The above sequence is repeated a predetermined number of times corresponding to the predetermined number N (e.g., 256) of pixels while the phase encoding amount Ki determined from the pulse area of the phase encoding magnetic field Ge is varied at a predetermined pitch (see the broken lines). For example, when the number of pixels of the slice image is N.times.N, the number of the samples for the NMR signal B in a single cycle is not less than N, and the computer 16 performs two-dimensional Fourier transformation on the pulse series of the NMR signals B to reconstruct the slice image of the matrix size of N.times.N. This slice image is then displayed on the display unit 18.
In the above example, the signal reading magnetic field Gr1 is applied between the RF pulses A1 and A2. But it may alternatively be applied immediately before the signal reading magnetic field Gr2 with a reverse polarity. Moreover, a slice magnetic field Gs2 having its central position coinciding with the RF pulse A2 to align the spins in the direction of the slice may be applied immediately after the slice magnetic field Gs1 with a reverse polarity.
Now another prior-art method will be described with reference to FIG. 4 and FIG. 1.
FIG. 4 shows waveforms produced by means of the program of the computer 16 shown in FIG. 1 and output from the sequence controller 15. It is assumed that the two-dimensional Fourier transformation method is used in combination with the spin echo method.
First, a sample 1 is inserted in a static magnetic field generating device 2, an RF coil 4, gradient magnetic field coils 9, 11 and 13, and the RF coil 4 and the Z-axis gradient magnetic field coil 13 are driven simultaneously to apply an RF magnetic field pulse having a selected frequency (usually a 90.degree. pulse) RF1 and a slice magnetic field Gs1 for designating the slice plane. Energy is thereby supplied to the nuclear spins within the desired slice plane in the sample 1. The slice magnetic field Gs4 is applied so that the total area of Gs after the peak of RF1 is zero thereby to align the phase of the spins in the direction of the slice.
Then, the Y-axis gradient magnetic field coil 11 is driven to apply the phase encoding magnetic field Ge1.

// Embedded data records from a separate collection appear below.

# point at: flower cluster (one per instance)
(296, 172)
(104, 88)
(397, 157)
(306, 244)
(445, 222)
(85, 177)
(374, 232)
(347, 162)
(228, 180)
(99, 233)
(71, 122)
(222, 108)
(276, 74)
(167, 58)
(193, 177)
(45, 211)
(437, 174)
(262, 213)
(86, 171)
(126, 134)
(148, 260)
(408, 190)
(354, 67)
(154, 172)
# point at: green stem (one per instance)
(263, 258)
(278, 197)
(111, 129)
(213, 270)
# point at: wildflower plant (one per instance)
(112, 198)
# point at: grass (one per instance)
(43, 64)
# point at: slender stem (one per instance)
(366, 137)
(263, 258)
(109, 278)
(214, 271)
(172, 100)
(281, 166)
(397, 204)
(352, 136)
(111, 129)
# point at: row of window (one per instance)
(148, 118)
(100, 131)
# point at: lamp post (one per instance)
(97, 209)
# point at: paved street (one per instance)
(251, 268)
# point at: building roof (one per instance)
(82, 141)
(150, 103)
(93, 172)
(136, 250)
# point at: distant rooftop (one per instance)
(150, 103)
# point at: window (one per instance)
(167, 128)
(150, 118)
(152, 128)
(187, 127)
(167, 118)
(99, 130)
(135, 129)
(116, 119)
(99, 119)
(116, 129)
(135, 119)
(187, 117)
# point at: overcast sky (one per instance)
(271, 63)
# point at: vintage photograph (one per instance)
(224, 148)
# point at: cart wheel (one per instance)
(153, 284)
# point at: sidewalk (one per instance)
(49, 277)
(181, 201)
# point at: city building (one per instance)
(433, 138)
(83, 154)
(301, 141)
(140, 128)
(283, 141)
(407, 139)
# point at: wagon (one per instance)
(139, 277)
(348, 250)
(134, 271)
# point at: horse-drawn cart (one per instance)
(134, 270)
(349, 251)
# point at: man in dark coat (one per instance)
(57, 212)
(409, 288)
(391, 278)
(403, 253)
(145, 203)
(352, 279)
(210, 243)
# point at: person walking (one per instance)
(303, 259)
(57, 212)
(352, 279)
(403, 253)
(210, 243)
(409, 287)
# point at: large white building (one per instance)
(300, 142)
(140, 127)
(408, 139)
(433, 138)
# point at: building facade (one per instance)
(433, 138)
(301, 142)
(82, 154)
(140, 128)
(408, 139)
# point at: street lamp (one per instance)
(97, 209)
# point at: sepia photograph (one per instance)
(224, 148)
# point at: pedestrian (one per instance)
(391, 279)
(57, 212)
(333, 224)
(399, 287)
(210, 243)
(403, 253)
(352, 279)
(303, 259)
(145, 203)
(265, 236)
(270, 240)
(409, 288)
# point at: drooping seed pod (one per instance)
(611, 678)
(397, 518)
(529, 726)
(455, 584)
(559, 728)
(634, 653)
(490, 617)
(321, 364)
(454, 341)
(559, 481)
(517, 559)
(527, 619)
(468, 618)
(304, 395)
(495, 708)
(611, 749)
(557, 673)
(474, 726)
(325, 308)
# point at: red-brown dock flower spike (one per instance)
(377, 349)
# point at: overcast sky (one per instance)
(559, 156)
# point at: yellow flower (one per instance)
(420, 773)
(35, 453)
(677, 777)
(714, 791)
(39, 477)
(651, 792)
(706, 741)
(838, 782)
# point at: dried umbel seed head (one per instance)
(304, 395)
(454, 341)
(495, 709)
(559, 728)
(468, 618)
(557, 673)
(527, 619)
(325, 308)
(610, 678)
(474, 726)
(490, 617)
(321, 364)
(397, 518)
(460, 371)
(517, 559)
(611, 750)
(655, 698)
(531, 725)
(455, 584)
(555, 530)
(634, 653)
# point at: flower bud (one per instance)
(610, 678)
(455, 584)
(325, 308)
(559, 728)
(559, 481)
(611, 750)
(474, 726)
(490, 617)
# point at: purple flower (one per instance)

Thereafter, a 180.degree. pulse is applied and then the X-axis gradient magnetic field coil 10 is driven so that, while the magnetic fields Gr8 and Gr10 are applied, an MR signal due to the spin echo is derived when the area of Gr10 becomes equal to the area of Gr8, i.e., TE after the peak of RF1. The MR signal is input to the computer 16 via the RF coil 4.
The time-point at which the MR signal assumes its peak is dependent on the time-point of the signal reading magnetic field and the RF magnetic field. The peak of 180.degree. pulse RF2 is made to appear at 1/2 between the peak of S1 and the peak of RF1.
The above-described MR imaging system is programmed to collect and image the signals of the stationary spins. Where there are moving spins, uncontrolled phase deviation and the introduction of spins from outside of the slice plan, artifacts may occur. Moreover, it is not possible to image the velocity, the flow velocity, the acceleration, the jerk, etc.
Another problem associated with the prior-art MR imaging method is that it does not take account of the movement of the sample, such as body movement of a patient, so that the resultant slice image contains artifacts.